I saw "Asian Fit" goggles from Dragon in the title and thought to myself, "fuck yea!". Then I see you say it is poorly named. Just saw no need for that comment. But whatever. I am sorry for starting shit if that's how you feel. Was not my intent to attack you. Dunno if we can delete posts or not. I believe we can just edit at best. Leave it. Let people see that two people with very opposing opinions can actually end things on a good note.


----------



## Leo

redlude97 said:


> i wear normal oakley crowbars because the "asian fit" crowbars don't fit me as well. I have a pronounced nose bridge, guess that must mean I'm not a purebred


Actually, I find the crowbars and Splices to fit pretty damn good without the need for the extra foam. Frame design plays a big role too. Same with Dragon DX's, they fit me fine. I needed it for the A-Frames and I wish the I/O's had it too.

You might have a pronounced nose bridge, but I bet you still have a flat face like mine. :thumbsup:


----------



## redlude97

Leo said:


> Actually, I find the crowbars and Splices to fit pretty damn good without the need for the extra foam. Frame design plays a big role too. Same with Dragon DX's, they fit me fine. I needed it for the A-Frames and I wish the I/O's had it too.
> 
> You might have a pronounced nose bridge, but I bet you still have a flat face like mine. :thumbsup:


but i'm asian and I don't fit "asian fit" goggles :dunno:
What about the non asians with a flat face? Does that make them more asian than me 
Why not just call them flat face fit or something. I don't really care too much one way or another, but I could see why some people may not like the term, and I certainly don't think you should be able to speak for everyone on the subject making it into such a black and white issue


----------



## Leo

redlude97 said:


> but i'm asian and I don't fit "asian fit" goggles :dunno:
> What about the non asians with a flat face? Does that make them more asian than me
> Why not just call them flat face fit or something. I don't really care too much one way or another, but I could see why some people may not like the term, and I certainly don't think you should be able to speak for everyone on the subject making it into such a black and white issue


Not trying to speak for everyone. I'm with you. I don't really care one way or another either. I just think it's silly say the term "Asian Fit" is bad. Not that big of a deal.

Besides, I never said Asian Fit is good for all Asians. I just said we all have flat faces and that's scientific fact. Every race has their own specific skull structures and flat faces are an Asian quality. Nose structures is a totally different matter.
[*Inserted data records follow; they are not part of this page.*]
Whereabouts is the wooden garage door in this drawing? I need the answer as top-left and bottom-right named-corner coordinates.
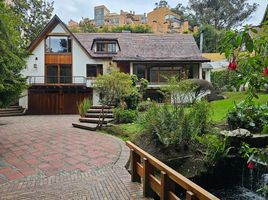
top-left (28, 90), bottom-right (92, 114)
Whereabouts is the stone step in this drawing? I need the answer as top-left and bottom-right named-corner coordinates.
top-left (87, 108), bottom-right (113, 113)
top-left (72, 122), bottom-right (97, 131)
top-left (0, 109), bottom-right (24, 114)
top-left (85, 113), bottom-right (114, 118)
top-left (79, 118), bottom-right (113, 124)
top-left (0, 109), bottom-right (26, 117)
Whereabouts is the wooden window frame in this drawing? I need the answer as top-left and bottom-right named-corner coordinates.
top-left (45, 64), bottom-right (73, 85)
top-left (44, 34), bottom-right (73, 54)
top-left (95, 41), bottom-right (117, 54)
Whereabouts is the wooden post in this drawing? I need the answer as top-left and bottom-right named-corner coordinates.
top-left (160, 171), bottom-right (175, 200)
top-left (130, 149), bottom-right (140, 182)
top-left (142, 158), bottom-right (153, 197)
top-left (186, 190), bottom-right (196, 200)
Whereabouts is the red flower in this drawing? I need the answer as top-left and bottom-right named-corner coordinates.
top-left (263, 67), bottom-right (268, 76)
top-left (248, 162), bottom-right (254, 170)
top-left (228, 58), bottom-right (237, 71)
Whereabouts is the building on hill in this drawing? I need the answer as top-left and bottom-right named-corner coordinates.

A Caucasian might have a flat nose and no bridge causing the same issue that most Asians have with normal eyewear.

Sorry if it seems like I'm being black and white with this issue. I'm just trying to explain why companies like Oakley use the term Asian Fit.

EDIT: Oh, I think I know what you are saying now. You must think I'm speaking for everyone in that Asian Fit is good for all Asians. No, no... we weren't talking about that at all. We are talking about the name "Asian Fit" being a bad name because it is derogatory. This is why I brought up the flat face thing. I am saying I don't come across many Asians that think the term "Asian Fit" is offensive in real life or the internet. The company I work for carries Asian Fit goggles and we have never once received any complaints about the term.


----------



## Toecutter

I'm searching for a pair of "oriental fit" (just kidding) goggles that fit over-the-glasses. Can anyone tell me if these Dragons fit over eyeglasses?


----------



## Bdottan

Sorry to bring up an old thread, but I can't seem to find any "asian fit" goggles on the dragon website. Does it matter what region i choose?


----------



## kri$han

Non-entertaining internet squabbles offend me... therefore, this thread offends me deeply.


----------



## Bdottan

kri$han said:


> Non-entertaining internet squabbles offend me... therefore, this thread offends me deeply.
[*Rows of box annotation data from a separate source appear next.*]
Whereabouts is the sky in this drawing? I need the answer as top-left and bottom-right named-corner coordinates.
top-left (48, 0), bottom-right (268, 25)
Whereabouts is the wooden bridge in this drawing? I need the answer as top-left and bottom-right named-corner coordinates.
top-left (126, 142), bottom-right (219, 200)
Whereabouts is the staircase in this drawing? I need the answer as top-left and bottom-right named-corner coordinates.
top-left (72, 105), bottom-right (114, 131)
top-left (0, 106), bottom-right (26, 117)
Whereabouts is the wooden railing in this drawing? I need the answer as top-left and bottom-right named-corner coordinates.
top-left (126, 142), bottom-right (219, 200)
does that mean that no one will answer my question?

But I do agree that this thread turned into a stupid and offensive debate.


----------



## Leo

Bdottan said:


> does that mean that no one will answer my question?
> 
> But I do agree that this thread turned into a stupid and offensive debate.
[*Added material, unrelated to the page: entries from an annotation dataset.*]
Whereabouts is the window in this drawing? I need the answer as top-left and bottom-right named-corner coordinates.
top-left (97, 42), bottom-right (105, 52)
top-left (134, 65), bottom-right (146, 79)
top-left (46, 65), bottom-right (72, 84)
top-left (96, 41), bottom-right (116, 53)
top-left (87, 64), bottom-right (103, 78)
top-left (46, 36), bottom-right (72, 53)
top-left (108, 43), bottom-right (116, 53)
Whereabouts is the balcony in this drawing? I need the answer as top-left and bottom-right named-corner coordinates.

dragon asian fit goggles - Google Product Search

Have fun.


----------



## Bdottan

Leo said:


> dragon asian fit goggles - Google Product Search
> 
> Have fun.


Thanks, I've searched google before. I was just wondering if they showed them on the actual dragon website. There is nothing I have seen on the website that says if they have an asian fit version of the goggle.


----------



## Leo

Yea, not on their site. Your best bet would be to contact customer service for more information about that.


----------



## Bdottan

Leo said:


> Yea, not on their site. Your best bet would be to contact customer service for more information about that.


Oh I see. Thank you. So I guess if I wanted to buy a pair of their goggles in an "asian fit", I wouldn't be able to order them on their website.

Damn.


----------



## Leo

Bdottan said:


> Oh I see. Thank you. So I guess if I wanted to buy a pair of their goggles in an "asian fit", I wouldn't be able to order them on their website.
> 
> Damn.


I'm pretty sure you can. Contact their customer service. They will possibly note your order as the Asian fit version. Common sense, but make sure you call them before you actually order :laugh:


----------



## Bdottan

Leo said:


> I'm pretty sure you can. Contact their customer service. They will possibly note your order as the Asian fit version. Common sense, but make sure you call them before you actually order :laugh:


Thanks for the advice, I'll do that when I'm ready to buy a pair.


----------



## Guest

I wonder if both sides would be placated if the wording was simply changed to something like "Low Bridge" similar to how foot inserts are labeled (low, medium, high arch).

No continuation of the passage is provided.